Selon l’enquête du Conference Board sur la confiance des consommateurs, seulement 34 % des personnes interrogées ont trouvé des emplois « en abondance », tandis que celles qui considèrent qu’il est « difficile d’obtenir » des emplois sont passées à 16 %, respectivement le taux le plus faible et le plus élevé depuis la pandémie. Bien que M. Powell ait indiqué que le marché de l’emploi demeurait robuste et qu’il se trouvait dans un état d’équilibre presque idéal, comme en 2019, le deuxième graphique montre que la disponibilité des emplois non seulement est beaucoup plus faible qu’en 2019, mais aussi qu’elle diminue à un rythme comparable à celui des récessions passées.

Apaisement? Ou simplement point mort?
Les consommateurs perçoivent un resserrement marqué du marché américain de l’emploi
Perception du marché du travail par les consommateurs

Le graphique linéaire montre le pourcentage de répondants à l’enquête mensuelle du Conference Board sur la confiance des consommateurs américains qui disaient que les emplois étaient « abondants » de décembre 1986 à juillet 2024. Le pourcentage a augmenté rapidement après la récession américaine de 2019, mais il est passé de 56,7 en mars 2022 à 34,1 en juillet 2024.


Récessions aux États-Unis

Consommateurs qui disent que les emplois sont « abondants »

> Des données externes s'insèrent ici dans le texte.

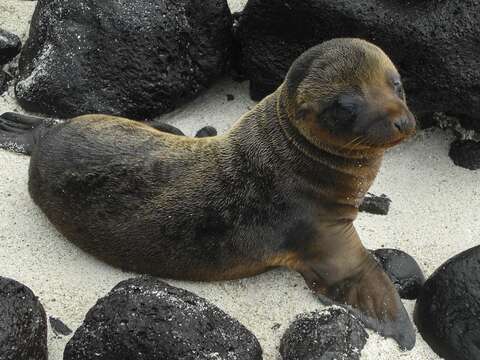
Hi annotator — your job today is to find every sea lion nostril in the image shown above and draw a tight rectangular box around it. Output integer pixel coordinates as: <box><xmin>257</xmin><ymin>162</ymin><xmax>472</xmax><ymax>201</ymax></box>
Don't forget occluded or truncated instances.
<box><xmin>393</xmin><ymin>117</ymin><xmax>415</xmax><ymax>134</ymax></box>
<box><xmin>393</xmin><ymin>121</ymin><xmax>403</xmax><ymax>132</ymax></box>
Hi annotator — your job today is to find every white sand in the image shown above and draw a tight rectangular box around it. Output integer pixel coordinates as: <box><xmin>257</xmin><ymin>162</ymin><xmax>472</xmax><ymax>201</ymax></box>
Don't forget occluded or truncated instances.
<box><xmin>0</xmin><ymin>0</ymin><xmax>480</xmax><ymax>360</ymax></box>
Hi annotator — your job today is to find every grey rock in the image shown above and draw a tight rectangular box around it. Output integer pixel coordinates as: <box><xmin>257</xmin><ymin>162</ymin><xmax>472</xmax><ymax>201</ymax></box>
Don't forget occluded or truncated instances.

Pourcentage des répondants à l’enquête mensuelle du Conference Board sur la confiance des consommateurs (jusqu’en juillet 2024) qui affirment que les emplois sont « abondants ».

Sources : RBC Gestion de patrimoine, Bloomberg

De plus, le sondage mené cette semaine par l’Institute for Supply Management auprès des directeurs d’achats a révélé que l’indice de l’emploi n’était que de 43,4 %, contre 49,3 % en juin; des niveaux inférieurs à 50 % signalent une contraction et supérieurs à 50 %, une expansion. Le taux de 43,4 % est le plus bas depuis la pandémie et n’avait pas été vu depuis la récession de 2008-2009.

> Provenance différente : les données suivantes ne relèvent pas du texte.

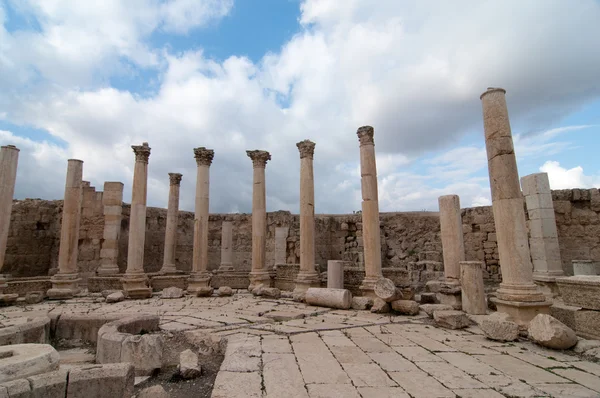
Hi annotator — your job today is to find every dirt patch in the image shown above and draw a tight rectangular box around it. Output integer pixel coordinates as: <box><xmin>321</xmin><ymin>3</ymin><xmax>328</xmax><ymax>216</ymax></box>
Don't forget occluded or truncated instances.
<box><xmin>135</xmin><ymin>354</ymin><xmax>224</xmax><ymax>398</ymax></box>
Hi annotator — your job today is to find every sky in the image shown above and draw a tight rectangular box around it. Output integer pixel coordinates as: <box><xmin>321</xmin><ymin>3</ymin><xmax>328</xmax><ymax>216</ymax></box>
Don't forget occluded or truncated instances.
<box><xmin>0</xmin><ymin>0</ymin><xmax>600</xmax><ymax>213</ymax></box>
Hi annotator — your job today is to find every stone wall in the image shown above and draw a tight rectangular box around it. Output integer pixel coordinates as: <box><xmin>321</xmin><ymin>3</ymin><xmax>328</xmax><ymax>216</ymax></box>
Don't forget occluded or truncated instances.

M. Powell a souligné que les décideurs continueront d’évaluer la « totalité » des données avant de prendre une décision en septembre. Toutefois, même s’il reste encore beaucoup de données à publier avant cette date, nous ne pouvons ignorer le risque qu’elle arrive trop tard.

Banc des pénalités

Au bout du compte, le marché a peut-être imposé à la Fed une pénalité pour avoir repoussé la réduction de taux à septembre, même si M. Powell reconnaît qu’il y a véritablement eu une discussion sur les pour et les contres d’une réduction à la réunion de juillet. Le marché a maintenant entièrement pris en compte trois baisses de taux cette année, et il reste trois réunions. Toutefois, si la Fed décide de réduire son taux en septembre, il y a toujours la possibilité que ce soit de plus 50 pb, ce à quoi les marchés attribuent maintenant une probabilité de 20 %.

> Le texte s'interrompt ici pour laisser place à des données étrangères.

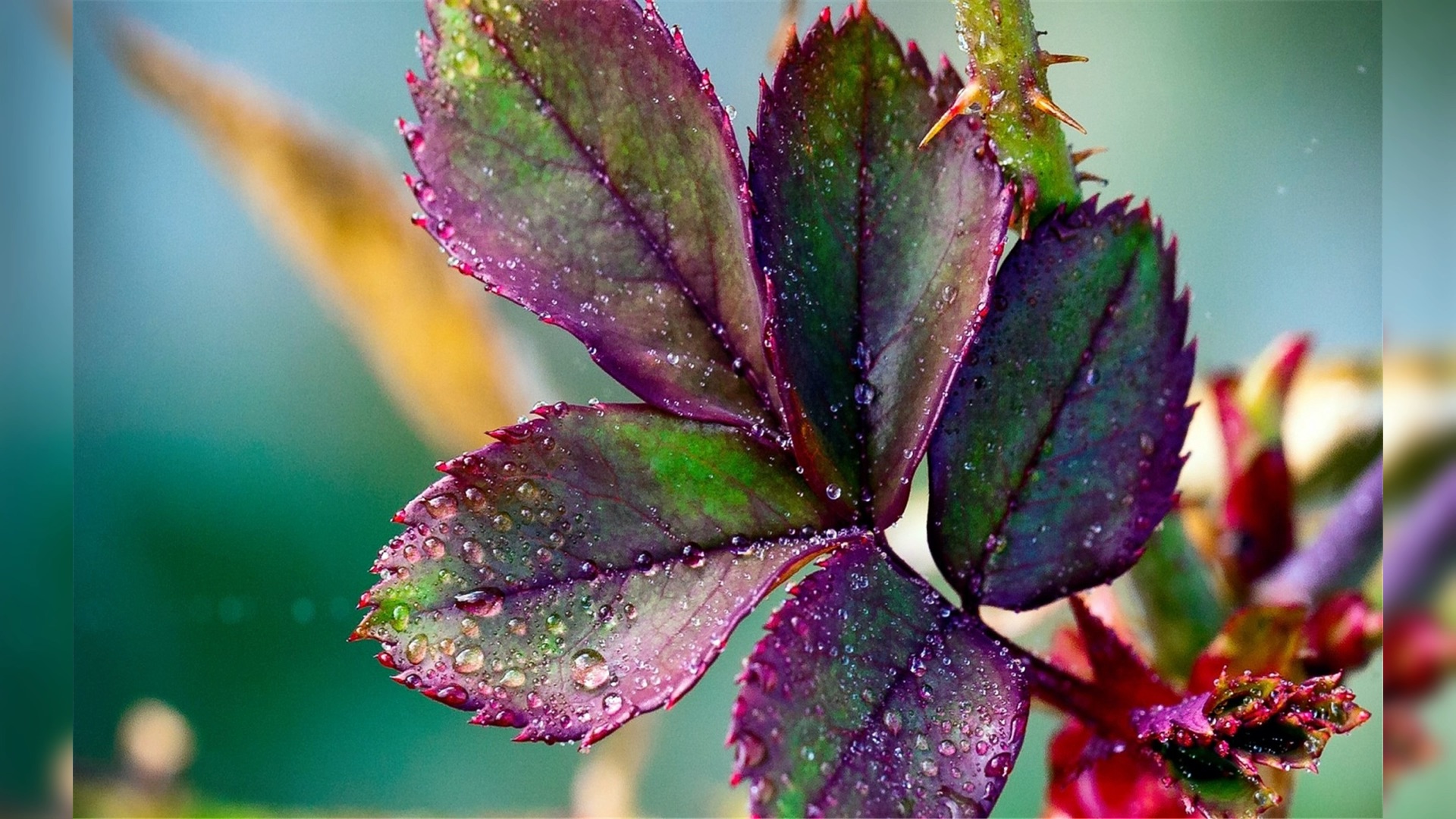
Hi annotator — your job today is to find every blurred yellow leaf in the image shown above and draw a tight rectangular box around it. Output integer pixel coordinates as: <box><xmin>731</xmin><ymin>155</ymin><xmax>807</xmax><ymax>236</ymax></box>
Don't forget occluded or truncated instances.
<box><xmin>115</xmin><ymin>24</ymin><xmax>529</xmax><ymax>452</ymax></box>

Cette semaine, même si l’évolution du marché et assurément les signaux envoyés par certaines données peignent un portrait économique quelque peu sombre, nous ne pouvons ignorer les événements géopolitiques survenus au Moyen-Orient, qui pèsent également sur la confiance à l’égard du risque et incitent les investisseurs à se tourner vers la sécurité présumée des obligations souveraines.

L’économie américaine et le marché de l’emploi demeurent relativement solides, mais il existe des risques, comme c’est presque toujours le cas. Après que la Fed ait pris des mesures pour prolonger la duration en juillet, nous continuons de recommander aux investisseurs en titres à revenu fixe de délaisser les liquidités et les titres à court terme afin d’immobiliser les taux de rendement actuels dans des titres à plus long terme. Un taux des obligations du Trésor à 10 ans inférieur à 4,0 % nous mettrait en garde, mais nous serions des acheteurs à tout niveau supérieur à celui-ci au cours des prochaines semaines et en prévision de l’entrée prochaine de la Fed dans le cycle d’assouplissement des banques centrales mondiales.